The design architecture will affect your final product the most with respect to almost all parameters, but the actual HDL coding and your constraints for synthesis and place & route is also important. The way you write your code is often critical in order to get the right result. In fact for many projects you should really understand exactly what the synthesizer tool will generate for a given piece of HDL code, as otherwise you might get ugly surprises late in your project if for instance you cannot get the required performance or strange unexpected errors pop up now and then.
It is normally a very good idea to have a sparring partner to discuss everything from specification features, via design architecture, to advanced solutions on complex challenges. The overhead of such a sparring partner could be anything from 5% to 15%, but this is easily saved when reaching a better solution or avoiding a time consuming or error prone pitfall. Many companies have reviews that are close to useless. It is important that sufficient time is allowed for the reviewers to do a proper job, or otherwise it will be just scratching the surface. The level of ambition could of course vary a lot from one application to another, so this should be agreed upon up front. For FPGAs we typically differentiate between a functional review and a structural review, again typically depending on application and the required quality level.

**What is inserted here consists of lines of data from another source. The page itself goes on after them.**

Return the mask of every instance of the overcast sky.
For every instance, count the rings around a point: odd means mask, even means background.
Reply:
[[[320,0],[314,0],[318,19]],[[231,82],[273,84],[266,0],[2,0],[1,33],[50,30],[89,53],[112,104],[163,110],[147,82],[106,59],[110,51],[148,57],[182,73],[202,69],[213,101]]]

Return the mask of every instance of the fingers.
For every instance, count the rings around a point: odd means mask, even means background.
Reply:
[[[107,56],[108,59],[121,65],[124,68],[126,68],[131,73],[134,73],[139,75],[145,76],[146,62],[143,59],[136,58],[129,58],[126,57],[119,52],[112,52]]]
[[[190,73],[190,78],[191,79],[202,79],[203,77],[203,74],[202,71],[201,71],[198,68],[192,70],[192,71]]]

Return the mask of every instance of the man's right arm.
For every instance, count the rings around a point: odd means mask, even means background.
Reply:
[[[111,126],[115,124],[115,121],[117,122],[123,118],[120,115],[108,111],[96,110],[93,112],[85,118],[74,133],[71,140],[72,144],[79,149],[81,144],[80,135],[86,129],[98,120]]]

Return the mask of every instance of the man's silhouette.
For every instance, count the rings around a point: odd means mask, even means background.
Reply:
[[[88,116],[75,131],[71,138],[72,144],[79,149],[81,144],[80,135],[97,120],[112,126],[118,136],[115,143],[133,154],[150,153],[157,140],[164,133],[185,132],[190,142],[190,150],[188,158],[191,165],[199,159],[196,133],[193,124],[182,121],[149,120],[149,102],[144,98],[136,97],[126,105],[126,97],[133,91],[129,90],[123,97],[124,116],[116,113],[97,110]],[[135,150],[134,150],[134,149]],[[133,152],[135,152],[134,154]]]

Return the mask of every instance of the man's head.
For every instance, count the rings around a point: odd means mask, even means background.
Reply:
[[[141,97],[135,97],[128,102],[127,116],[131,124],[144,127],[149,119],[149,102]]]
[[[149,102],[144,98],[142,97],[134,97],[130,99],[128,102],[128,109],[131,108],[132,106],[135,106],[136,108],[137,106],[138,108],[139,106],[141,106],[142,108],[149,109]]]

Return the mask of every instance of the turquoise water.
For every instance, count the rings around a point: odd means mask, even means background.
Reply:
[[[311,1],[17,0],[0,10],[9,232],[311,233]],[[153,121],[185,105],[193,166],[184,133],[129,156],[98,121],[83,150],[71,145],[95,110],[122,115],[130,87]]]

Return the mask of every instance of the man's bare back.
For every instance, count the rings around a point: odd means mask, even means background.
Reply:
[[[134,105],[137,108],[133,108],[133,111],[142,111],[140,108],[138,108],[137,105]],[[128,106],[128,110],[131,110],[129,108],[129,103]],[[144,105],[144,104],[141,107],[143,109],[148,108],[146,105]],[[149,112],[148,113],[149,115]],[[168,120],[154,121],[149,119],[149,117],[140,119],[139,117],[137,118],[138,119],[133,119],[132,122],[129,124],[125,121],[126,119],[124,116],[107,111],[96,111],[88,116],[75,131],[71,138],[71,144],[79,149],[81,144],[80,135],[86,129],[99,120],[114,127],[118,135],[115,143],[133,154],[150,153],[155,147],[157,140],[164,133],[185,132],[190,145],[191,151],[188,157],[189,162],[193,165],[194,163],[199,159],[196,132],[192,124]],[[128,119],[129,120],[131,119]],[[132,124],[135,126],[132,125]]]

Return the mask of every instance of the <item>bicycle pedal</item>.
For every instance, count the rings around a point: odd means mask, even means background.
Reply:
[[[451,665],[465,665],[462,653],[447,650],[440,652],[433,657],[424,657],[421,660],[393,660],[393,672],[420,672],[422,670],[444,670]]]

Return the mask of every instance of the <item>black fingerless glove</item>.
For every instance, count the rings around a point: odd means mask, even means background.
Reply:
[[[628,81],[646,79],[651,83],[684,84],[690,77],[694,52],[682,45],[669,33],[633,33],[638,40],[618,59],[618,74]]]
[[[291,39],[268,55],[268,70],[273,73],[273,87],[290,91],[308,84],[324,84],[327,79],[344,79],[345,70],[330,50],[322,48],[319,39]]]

Almost all FPGA testbenches should be 100% self-checking. When this is the case, making test suites for regression is rather simple. Concurrent design and verification is important to allow a fast and smooth development, where the complete functionality can be verified immediately after making a design change – just by running a predefined set of tests.
Quite a few FPGA designs are being made by designers who are not familiar enough with FPGA design. Typically SW, DSP or HW designers, or someone just doing occasional FPGA design – and thus maybe not fully understanding all the aspects of an advanced technology. This could result in strange, “unexplainable” bugs, in error prone products, schedule delays, etc. For these designers it could be extremely useful to have someone to discuss architectures, solutions, code, synthesis, etc. with, and maybe also attend our design, verification or methodology courses.
Some products are more critical than others. It is important to know how to attack both a very simple, non-critical application and a mission critical or safety critical application. The most important factors for critical applications are no doubt design architecture, good coding, pitfall prevention and verification. To handle this properly it is important to understand all the above aspects.